もちろん妊娠してしまったことも話をした。
優里にとっては自分以外の女性と僕が深い仲になっていたことが、言葉で言い表せないほどショックに違いない。
僕の話を聞けば聞くほどますます辛くなるはずだ。
逆の立場だったら、僕は優里が違う男性と親密な関係になった経緯など聞きたくもないだろう。
ましてや優里が妊娠したなどと知った途端に、きっとその場から駆け出して二度と会いたくないだろう。
心が広いとか狭いという問題ではなく、愛している相手から心変わりを告白されたら誰だってそうなるのではないか。
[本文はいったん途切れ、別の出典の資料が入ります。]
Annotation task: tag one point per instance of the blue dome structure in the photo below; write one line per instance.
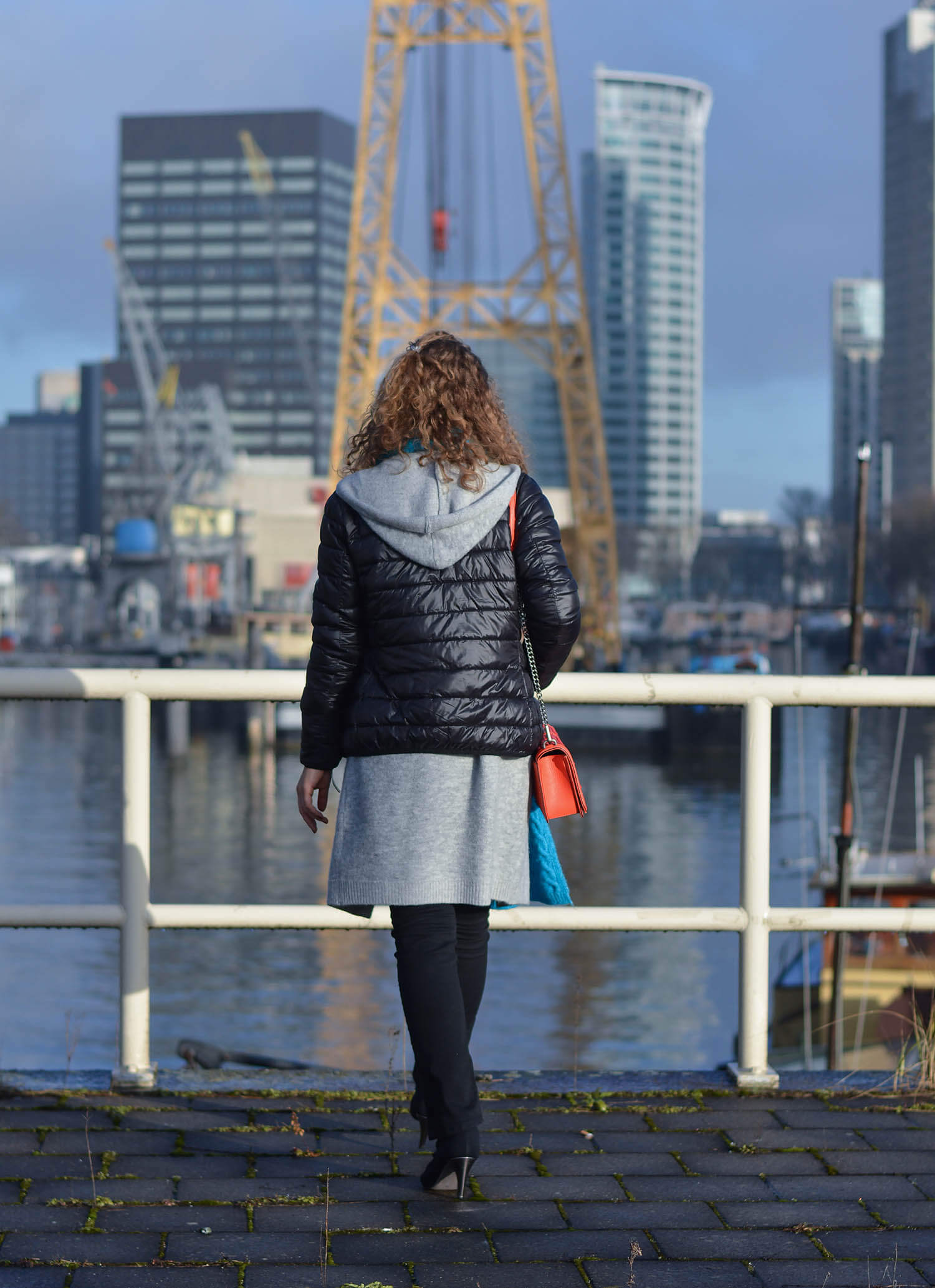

僕は江美と知り合ったきっかけからこれまでの経緯を話ながら、ゆっくりとサラダを食べはじめた。
でも優里は何も手をつけず黙って僕の話を聞き続けた。
「この一年ほどの間なのね、その人と。島根県から浩一さんを追って来たのだわ。私にはできないことね。すごい女の人だわ。私はだめね、ずっと待っているだけだったから」
僕はもう何も言いたくなかった。
優里の言葉に相槌を打つことでさえ、彼女の心にガツンと楔を打っているような気がした。
優里、もう聞かないで欲しい。
「優里、ともかく食べよう。ピザが冷たくなってしまうから」
「それで・・・浩一さんは、その人と一緒になることで、それで本当にいいのね?」
優里はようやくフォークを手に取ってから言った。
僕はその言葉について少し考えた。
「優里、君を裏切り続けていたことは心から謝る。でも本当に愛しているのは優里なんだ。いつか江美とは別れないといけないと思っていたのだけど、赤ん坊ができてしまったとなればどうにもならないから・・・」
僕はうまく説明できなかった。
優里は僕のこの言葉のあと黙り込んで、料理をすごい勢いで食べはじめた。
僕は目の前の優里の姿を何ともいえない気持ちで見ていた。
一時間ほどしてレストランを出て、柳ヶ瀬通りに戻って駅の方向へ歩いた。
「この路地を入ったところよ」と優里が言った。
「マギー」と書かれた見覚えのあるバーが見えた。